La verdad es que se me hace difícil entender cómo es posible que millones de griegos y cientos de miles de catalanes puedan seguir a personajes como los que cito, obviamente nocivos para el destino de sus pueblos. Tsipras, Syriza, los griegos en su totalidad, Europa entera y el resto del mundo sabían que la convocatoria del referéndum de este domingo acabaría mal, fuese cual fuese el resultado de la consulta. Mal, en primer lugar, para el propio Tsipras, del que ahora todos desconfían, y para su partido, que sale dividido del envite. Mal, luego, para Grecia y, de rechazo, para el conjunto de la UE. Ha sido un referéndum inútil, como lo son todos aquellos que apelan a la pasión y no a la razón, a la 'soberanía frente a las injerencias europeas' y no a una reflexión acerca de hacia dónde va el país, sobre qué errores propios se han cometido y de cómo se puede negociar para evitar que los errores ajenos caigan sobre la propia cabeza.

No me diga usted que todo esto no le suena en el caso catalán. El cúmulo de equivocaciones, contradicciones, corruptelas, pasos atrás y saltos en el vacío hacia adelante de Artur Mas y sus siempre desacertados consejeros acabará en unas elecciones mal planteadas, que nadie quiere y que perderá quien las convocó. Con el correspondiente daño a sí mismo, a su partido, a Cataluña en general y, de paso, al conjunto de España y, cómo no, a una Europa que mira anonadada un nuevo intento de fraccionarla. Artur Mas sabe, o supongo que sabe, que en la noche del 27 de septiembre su carrera política habrá terminado. Y para esto faltan 83 días, solo ochenta y tres días. Será un apestado político encantado de haberse conocido, un mártir de una causa de la que abominaba hace apenas una década.

Creo que Europa, en el caso de Grecia, y el Gobierno central, en el de Cataluña, podrían haber hecho mucho más de lo que han hecho para evitar ponerse al borde del abismo. Ni la dureza, ni los silencios, ni el darse la espalda, ni el esperar a que el errado se hunda en su soledad, son a estas alturas, me parece, las recetas adecuadas. Seguro que, contra la realidad y la verdad, Artur Mas clamará que a Cataluña 'Madrid' la ha asfixiado como las estructuras de la UE han asfixiado a Grecia.
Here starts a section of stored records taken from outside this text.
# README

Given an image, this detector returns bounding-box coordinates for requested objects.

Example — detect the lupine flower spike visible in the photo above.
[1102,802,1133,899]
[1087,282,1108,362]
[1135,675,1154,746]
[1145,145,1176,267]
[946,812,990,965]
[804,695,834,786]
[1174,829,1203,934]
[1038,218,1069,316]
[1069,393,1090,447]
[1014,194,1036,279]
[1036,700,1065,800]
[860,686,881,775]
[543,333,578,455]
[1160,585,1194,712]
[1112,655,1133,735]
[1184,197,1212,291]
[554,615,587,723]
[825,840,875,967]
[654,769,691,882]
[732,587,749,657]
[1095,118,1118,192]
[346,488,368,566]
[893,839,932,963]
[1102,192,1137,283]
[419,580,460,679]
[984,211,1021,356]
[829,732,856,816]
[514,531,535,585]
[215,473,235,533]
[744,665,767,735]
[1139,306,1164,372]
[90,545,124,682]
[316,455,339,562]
Es, desde luego, una gran mentira; pero sí se podrían haber arbitrado medidas, estrategias y tácticas de estadista para impedir que las cosas llegasen hasta donde han llegado, empezando por reconocer la asimetría del Estado: Cataluña no es una autonomía como La Rioja, ni como Madrid, y precisa, por tanto, de un trato específico. Negarse a reconocerlo, como han hecho Rajoy y, antes que él, otros muchos, nos ha llevado a donde ahora nos encontramos: a ochenta y tres días de distancia de un abismo cuya profundidad ahora mismo ignoramos. O sea, como lo de Grecia.